Wednesday, October 25, 2006

God, I love Google

Through the magic of the Blogflux people, I can see the google searches people have used which have led them to the Drunken Housewife. Here are my most recent favorites:

a foreigner in her native land This is sadly all too true, especially when I venture out of my special adopted homeland, the Bayeria. The last time I visited a red state, I unintentionally got into a number of arguments about politics and began to think I was going to have to fight my way out: "The Drunken Housewife's Escape From Red Island."

drunken housewife Panama
I did go to Panama once, how did they know? I got pretty spectacularly drunk there, as well (as opposed to such destinations as Austria and France, where I was rather modest in my consumption), making it quite a propos for finding this blog.

when is ringworm in kittens not contagious anymore
Answer: when hell freezes over.

housewife+farting We'll leave the fart jokes to the children, please.

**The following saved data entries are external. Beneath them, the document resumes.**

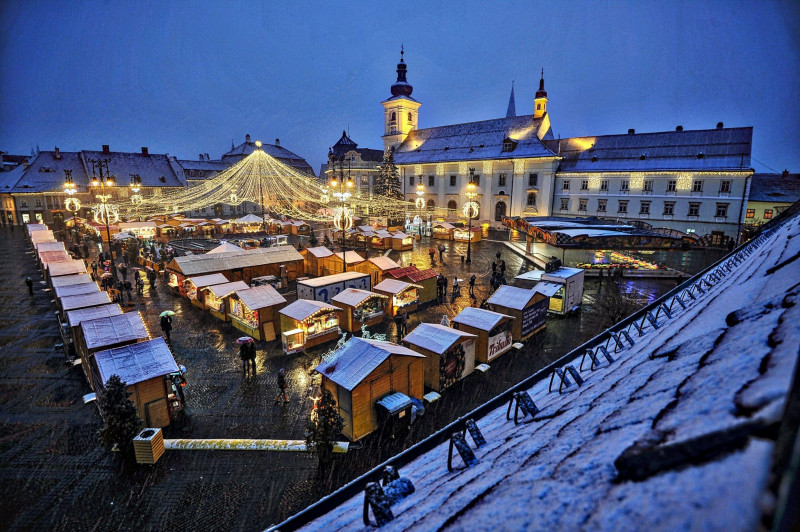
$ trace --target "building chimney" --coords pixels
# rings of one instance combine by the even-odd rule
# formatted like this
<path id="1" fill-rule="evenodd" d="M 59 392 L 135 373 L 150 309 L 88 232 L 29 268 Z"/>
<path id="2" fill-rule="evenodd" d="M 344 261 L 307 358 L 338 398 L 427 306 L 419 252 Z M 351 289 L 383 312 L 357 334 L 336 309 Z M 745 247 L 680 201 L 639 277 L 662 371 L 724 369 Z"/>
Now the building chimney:
<path id="1" fill-rule="evenodd" d="M 783 173 L 781 173 L 781 177 L 789 177 L 789 170 L 784 170 Z"/>
<path id="2" fill-rule="evenodd" d="M 717 129 L 722 129 L 722 122 L 717 122 Z"/>
<path id="3" fill-rule="evenodd" d="M 111 153 L 111 148 L 108 144 L 103 144 L 103 153 Z"/>
<path id="4" fill-rule="evenodd" d="M 203 160 L 203 154 L 202 153 L 200 154 L 200 160 L 201 161 Z"/>
<path id="5" fill-rule="evenodd" d="M 142 155 L 150 155 L 150 150 L 147 149 L 147 146 L 142 146 Z"/>
<path id="6" fill-rule="evenodd" d="M 677 127 L 675 128 L 675 131 L 683 131 L 683 126 L 677 126 Z"/>
<path id="7" fill-rule="evenodd" d="M 628 135 L 634 135 L 635 133 L 636 133 L 635 129 L 629 129 L 628 130 Z"/>
<path id="8" fill-rule="evenodd" d="M 58 146 L 55 147 L 56 150 L 56 159 L 61 159 L 61 150 L 58 149 Z"/>
<path id="9" fill-rule="evenodd" d="M 281 145 L 281 139 L 275 139 L 275 145 L 276 146 L 280 146 Z"/>
<path id="10" fill-rule="evenodd" d="M 247 142 L 248 144 L 250 143 L 250 134 L 249 133 L 244 136 L 244 141 Z"/>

mr. clean and housewife costumes How hard could that be? People, please. We must do SOME of our thinking for ourselves.

rapt housewife (sounds so poetic)

dollhouse miniatures foods sardines tins How the hell does that lead to me? Was I 1,299th of 5,775 possibilities, and the first 1,298 failed to satisfy?

drugged housewives
(I wish).

crabby housewives clip art When you find some, let me know.

yogurt tequila drinks If I were drunk enough, I would try one, but I'm not going to walk into a bar anytime soon and ask, "Can ya make me somethin' with yogurt and tequila? And maybe a cherry?"

"fucking short stories"

tuesday subway sandwich special petaluma

vegetables that can't be found in the philippines
I didn't get served any eggplants or rutabagas when I lived there; is that helpful to anyone?

+"study" +"homeopathy" +"screenwriter" +"baby"

"the simpsons" + "smokes butter"
I told Iris about this one, and it made her happy. She loves to rant about how Homer smoked butter.

using orthodontic elastics on braids
This is so basic a concept that it causes one to wonder: Why the hell is someone googling that? Just put the frigging elastics on the end of the braids! Did you think it would straighten curly hair? Or were you concerned that angry orthodontists would pluck the elastics out of your child's hair?

buck naked bare bottom boys This is not so funny, as I was an auditory witness to Buck Naked's death. I miss you, Buck Naked. There will never be another video as perfect as your "Teenage Pussy From Outer Space".

DRUNKEN RAT My first pet rat got drunk once. I was enrapt in a phone conversation, and when Husband 1.0 yelled at me, I noticed my rat hanging from his hind legs into my cup of sake, sucking it down feverishly. He ran around kind of crazily for awhile, and then laid down blearily in his cage for the rest of the night. I imagine he had the cage-spins, poor thing.

pictures of mid age housewives (sorry, maybe someday)

and the winner for Best Google Search Yet That Ended Up Here:

just ate soup i scraped mold off

I only hope I was of some meager help to you, dear moldy-soup eater, and that you have recovered fully from your fateful meal.